Robert Parkinson, in his brilliant, timely, and indispensable book The Common Cause: Creating Race and Nation in the American Revolution, offers a provocative alternative to the conventional views that blacks’ perpetual alien status in the United States is simply a natural outgrowth of having been enslaved, and that making them—and Native Americans—outsiders in the United States was a post-Revolutionary, early-nineteenth-century project. Americans were deciding who was “in” and who was “out” as soon as they began to fight Great Britain.
Parkinson does not discount slavery’s importance to shaping attitudes about African-Americans. Nor does he deny that the early American republic saw the rise of open calls for a “white man’s government” and the formalized policy of Indian Removal. But he goes back to 1775, when the American Revolution turned into the Revolutionary War, to locate the origins of racial exclusion in the society that would become the United States of America. It was during these days, Parkinson says, that patriot leaders made a fateful choice. They embarked upon a specific and concerted plan to place blacks and Native Americans—no matter what their condition, whether they believed in the patriots’ ideals or not—firmly outside the boundaries of America’s experiment with democratic republicanism.

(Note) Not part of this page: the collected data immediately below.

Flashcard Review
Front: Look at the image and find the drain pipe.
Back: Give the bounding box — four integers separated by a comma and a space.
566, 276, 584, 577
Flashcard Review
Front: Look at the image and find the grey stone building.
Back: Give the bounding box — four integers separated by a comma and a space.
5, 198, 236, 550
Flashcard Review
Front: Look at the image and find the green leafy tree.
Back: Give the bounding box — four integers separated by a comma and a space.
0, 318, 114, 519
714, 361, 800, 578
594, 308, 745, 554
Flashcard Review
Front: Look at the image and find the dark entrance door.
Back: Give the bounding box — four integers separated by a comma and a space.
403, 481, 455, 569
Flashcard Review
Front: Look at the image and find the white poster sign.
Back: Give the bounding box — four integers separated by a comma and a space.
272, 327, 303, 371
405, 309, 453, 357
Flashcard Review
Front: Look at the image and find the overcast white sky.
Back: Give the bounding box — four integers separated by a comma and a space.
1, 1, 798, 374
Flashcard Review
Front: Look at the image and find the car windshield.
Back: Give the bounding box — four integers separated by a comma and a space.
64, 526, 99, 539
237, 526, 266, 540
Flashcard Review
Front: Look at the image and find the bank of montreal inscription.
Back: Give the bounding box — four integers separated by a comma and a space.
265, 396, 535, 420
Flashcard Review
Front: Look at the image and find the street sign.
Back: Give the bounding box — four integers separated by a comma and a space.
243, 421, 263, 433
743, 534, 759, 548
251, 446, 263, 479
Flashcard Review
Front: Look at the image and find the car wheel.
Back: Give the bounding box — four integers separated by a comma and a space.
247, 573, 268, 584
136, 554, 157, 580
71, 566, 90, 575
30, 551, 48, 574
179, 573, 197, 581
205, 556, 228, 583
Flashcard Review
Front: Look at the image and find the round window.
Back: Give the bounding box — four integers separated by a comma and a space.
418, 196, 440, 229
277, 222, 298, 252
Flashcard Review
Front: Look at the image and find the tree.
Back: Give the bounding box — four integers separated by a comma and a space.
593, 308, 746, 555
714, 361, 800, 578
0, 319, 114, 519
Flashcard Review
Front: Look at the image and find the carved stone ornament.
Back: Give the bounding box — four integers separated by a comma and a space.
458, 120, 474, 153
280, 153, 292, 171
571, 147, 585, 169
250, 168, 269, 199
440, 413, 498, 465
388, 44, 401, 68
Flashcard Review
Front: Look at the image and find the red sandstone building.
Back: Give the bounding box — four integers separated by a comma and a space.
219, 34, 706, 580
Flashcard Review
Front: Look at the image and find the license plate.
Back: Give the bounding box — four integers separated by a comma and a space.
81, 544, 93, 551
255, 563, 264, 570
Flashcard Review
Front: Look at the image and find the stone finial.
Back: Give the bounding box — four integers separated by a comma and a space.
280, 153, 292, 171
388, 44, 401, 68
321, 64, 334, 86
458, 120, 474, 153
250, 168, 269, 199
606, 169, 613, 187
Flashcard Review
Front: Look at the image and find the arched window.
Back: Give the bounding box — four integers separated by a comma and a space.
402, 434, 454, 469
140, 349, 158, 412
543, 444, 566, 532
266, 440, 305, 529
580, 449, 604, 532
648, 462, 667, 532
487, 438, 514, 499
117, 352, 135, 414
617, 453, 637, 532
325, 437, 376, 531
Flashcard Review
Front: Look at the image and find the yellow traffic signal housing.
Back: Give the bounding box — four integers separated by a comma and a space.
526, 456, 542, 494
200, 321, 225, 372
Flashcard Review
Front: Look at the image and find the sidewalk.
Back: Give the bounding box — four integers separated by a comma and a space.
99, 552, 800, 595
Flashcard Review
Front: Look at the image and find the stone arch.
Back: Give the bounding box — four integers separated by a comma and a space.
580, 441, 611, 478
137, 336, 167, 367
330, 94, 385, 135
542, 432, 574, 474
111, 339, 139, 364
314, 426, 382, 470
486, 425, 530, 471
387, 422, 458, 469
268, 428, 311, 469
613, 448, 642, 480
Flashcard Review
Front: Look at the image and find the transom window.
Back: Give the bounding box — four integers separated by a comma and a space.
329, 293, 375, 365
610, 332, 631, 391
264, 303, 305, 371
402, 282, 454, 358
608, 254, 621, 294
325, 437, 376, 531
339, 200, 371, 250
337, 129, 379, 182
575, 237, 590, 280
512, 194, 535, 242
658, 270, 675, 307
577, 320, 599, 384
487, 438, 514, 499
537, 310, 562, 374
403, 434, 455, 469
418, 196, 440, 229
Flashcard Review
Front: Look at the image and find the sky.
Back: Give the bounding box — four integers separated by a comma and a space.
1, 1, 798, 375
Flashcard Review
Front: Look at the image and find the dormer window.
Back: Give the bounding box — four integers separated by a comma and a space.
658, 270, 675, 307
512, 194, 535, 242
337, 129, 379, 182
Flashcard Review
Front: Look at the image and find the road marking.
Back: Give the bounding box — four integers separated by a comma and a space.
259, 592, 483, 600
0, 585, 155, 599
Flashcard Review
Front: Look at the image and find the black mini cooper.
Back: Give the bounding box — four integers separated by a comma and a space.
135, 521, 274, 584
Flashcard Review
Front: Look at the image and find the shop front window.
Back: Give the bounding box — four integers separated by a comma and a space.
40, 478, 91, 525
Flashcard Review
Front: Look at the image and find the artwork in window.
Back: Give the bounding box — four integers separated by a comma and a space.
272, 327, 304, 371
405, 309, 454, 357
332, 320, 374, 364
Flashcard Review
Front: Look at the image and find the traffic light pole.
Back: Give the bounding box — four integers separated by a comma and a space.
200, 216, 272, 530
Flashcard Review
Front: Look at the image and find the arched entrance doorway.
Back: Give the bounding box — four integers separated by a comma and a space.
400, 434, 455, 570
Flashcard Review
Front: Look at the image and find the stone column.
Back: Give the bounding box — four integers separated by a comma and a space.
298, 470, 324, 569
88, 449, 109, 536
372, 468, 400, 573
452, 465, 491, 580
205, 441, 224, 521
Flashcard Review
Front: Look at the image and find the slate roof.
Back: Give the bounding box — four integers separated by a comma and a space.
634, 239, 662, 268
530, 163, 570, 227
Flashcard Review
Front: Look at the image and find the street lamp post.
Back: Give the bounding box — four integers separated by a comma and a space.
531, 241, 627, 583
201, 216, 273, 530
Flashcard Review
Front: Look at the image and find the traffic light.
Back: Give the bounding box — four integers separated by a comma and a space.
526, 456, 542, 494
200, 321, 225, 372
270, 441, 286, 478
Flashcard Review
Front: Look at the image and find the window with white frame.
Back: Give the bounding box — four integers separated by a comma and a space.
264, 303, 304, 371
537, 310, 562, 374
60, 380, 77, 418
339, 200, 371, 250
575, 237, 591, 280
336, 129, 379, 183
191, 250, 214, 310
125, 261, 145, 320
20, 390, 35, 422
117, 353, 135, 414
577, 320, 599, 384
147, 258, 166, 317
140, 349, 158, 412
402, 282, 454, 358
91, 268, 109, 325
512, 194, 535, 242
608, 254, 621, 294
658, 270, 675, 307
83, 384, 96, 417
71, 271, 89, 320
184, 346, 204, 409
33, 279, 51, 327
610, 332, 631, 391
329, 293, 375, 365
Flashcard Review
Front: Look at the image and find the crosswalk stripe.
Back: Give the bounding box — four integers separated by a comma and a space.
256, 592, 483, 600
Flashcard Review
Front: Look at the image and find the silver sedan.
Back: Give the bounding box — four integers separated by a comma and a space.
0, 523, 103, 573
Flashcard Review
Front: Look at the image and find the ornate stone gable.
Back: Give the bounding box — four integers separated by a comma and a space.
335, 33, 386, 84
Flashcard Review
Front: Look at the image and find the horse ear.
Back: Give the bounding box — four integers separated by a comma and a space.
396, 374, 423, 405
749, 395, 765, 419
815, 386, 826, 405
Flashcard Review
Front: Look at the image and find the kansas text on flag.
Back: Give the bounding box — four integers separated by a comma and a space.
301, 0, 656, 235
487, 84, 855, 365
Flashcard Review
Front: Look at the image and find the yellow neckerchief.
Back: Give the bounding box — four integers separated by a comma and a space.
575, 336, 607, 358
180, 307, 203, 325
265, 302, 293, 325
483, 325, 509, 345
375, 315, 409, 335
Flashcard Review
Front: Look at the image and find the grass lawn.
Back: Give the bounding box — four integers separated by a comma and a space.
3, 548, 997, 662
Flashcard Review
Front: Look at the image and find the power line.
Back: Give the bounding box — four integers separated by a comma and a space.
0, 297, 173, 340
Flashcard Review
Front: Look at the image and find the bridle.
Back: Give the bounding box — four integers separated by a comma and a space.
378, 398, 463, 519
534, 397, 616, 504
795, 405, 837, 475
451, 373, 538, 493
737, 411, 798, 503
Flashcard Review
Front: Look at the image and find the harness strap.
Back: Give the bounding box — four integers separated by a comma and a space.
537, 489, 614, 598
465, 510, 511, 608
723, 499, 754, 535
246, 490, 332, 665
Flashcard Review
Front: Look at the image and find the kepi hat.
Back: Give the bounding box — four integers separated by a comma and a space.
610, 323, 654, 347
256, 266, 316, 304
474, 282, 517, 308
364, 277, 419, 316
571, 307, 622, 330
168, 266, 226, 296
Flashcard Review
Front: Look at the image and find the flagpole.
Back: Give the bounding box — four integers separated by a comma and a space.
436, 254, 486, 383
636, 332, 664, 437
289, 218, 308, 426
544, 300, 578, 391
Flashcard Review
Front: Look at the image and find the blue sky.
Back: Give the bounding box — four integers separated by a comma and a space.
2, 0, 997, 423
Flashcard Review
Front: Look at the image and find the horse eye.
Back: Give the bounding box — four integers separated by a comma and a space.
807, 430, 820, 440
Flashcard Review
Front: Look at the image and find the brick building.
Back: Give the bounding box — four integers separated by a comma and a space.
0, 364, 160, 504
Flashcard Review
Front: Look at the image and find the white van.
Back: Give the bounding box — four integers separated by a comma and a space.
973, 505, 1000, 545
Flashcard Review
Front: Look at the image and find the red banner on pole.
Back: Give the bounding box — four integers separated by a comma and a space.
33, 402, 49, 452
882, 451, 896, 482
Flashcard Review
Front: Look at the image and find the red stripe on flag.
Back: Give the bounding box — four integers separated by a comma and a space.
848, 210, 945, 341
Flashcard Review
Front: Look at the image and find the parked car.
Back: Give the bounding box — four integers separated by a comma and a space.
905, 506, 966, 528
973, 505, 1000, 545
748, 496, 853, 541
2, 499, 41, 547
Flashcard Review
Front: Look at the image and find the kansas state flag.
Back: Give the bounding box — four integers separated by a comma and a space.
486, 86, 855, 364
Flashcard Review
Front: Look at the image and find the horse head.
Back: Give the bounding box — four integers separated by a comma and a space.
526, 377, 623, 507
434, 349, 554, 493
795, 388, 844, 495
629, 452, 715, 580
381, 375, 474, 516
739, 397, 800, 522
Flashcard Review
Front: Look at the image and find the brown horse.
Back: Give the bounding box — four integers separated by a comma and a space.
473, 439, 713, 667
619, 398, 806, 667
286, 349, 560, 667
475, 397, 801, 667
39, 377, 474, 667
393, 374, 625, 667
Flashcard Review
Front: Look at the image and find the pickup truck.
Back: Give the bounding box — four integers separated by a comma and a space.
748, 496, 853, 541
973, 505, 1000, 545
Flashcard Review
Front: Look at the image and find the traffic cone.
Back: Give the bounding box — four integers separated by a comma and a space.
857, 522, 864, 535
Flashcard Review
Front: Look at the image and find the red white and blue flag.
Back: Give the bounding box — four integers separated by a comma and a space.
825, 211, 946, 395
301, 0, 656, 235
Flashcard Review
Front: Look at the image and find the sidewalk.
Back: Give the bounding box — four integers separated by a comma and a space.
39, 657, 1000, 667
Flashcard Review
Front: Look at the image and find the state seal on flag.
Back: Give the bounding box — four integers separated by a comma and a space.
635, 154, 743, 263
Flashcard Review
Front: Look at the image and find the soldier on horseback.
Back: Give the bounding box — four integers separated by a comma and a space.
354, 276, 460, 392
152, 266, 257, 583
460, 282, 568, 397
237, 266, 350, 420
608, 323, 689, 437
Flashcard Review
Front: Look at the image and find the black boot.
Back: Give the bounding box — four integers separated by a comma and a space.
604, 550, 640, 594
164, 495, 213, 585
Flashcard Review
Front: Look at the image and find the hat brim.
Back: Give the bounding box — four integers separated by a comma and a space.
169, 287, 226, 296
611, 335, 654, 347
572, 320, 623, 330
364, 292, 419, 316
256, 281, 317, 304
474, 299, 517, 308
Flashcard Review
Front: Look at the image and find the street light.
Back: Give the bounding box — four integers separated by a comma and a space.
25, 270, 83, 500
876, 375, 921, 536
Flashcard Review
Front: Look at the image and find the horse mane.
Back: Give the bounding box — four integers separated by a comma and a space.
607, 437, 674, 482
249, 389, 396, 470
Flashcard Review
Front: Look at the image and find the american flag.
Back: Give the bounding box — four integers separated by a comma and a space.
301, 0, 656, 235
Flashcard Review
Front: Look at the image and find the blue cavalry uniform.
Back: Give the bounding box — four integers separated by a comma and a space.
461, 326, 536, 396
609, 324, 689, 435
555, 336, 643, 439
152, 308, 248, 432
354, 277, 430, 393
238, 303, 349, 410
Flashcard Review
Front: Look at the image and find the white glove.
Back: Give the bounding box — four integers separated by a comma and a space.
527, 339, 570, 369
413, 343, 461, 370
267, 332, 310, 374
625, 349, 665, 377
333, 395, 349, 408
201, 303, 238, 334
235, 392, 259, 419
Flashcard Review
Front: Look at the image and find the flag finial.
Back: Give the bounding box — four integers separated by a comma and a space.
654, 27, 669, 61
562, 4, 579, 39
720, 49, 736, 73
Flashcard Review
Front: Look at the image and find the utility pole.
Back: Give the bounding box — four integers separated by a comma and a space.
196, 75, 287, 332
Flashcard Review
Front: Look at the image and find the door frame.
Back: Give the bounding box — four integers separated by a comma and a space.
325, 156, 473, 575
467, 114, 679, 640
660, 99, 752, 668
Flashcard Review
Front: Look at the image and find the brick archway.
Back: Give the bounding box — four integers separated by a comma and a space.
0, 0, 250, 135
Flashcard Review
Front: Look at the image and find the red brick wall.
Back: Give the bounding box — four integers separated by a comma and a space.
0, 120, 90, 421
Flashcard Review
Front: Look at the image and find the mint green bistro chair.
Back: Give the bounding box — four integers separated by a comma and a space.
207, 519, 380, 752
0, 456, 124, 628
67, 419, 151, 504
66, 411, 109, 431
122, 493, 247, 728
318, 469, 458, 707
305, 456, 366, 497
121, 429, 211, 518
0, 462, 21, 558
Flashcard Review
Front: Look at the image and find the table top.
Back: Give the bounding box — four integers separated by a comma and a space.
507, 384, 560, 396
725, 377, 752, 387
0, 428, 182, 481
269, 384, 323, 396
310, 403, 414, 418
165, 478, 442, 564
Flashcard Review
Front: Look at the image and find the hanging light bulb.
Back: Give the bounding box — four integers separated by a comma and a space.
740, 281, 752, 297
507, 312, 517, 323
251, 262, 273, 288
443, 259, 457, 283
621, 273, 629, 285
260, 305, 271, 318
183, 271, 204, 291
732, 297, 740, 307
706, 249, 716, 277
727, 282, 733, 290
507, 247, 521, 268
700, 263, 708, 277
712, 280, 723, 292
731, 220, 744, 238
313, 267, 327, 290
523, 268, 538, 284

“Men like Jefferson, Adams, Franklin, and Washington,” Parkinson writes, “developed a myth about who was and was not a part of the Revolutionary movement; about who had an interest and who did not.” Other esteemed advocates of the Revolution, such as Thomas Paine and the Marquis de Lafayette, joined the effort. According to Parkinson, these men chose to prosecute the American war for independence in a way that put race at the heart of the matter. They used—actually helped foment—racial prejudice as the principal means of creating unity across the thirteen colonies in order to prepare Americans to do battle with Great Britain. The base sentiments they promoted for “political expediency” survived the fighting, and the “narrative” that dismissed blacks and Native peoples as alien to America—and conflated “white” and “citizen”—“lived at the heart of the republic it helped create for decades to come.” It kept both groups from “inclusion as Americans.” Parkinson is blunt about the results of this program:
This refusal to extend to African Americans and Indians the benefits of emerging concepts of liberal subjectivity in the form of citizenship had ghastly consequences, for it legitimated and excused the destruction of vast numbers of human beings.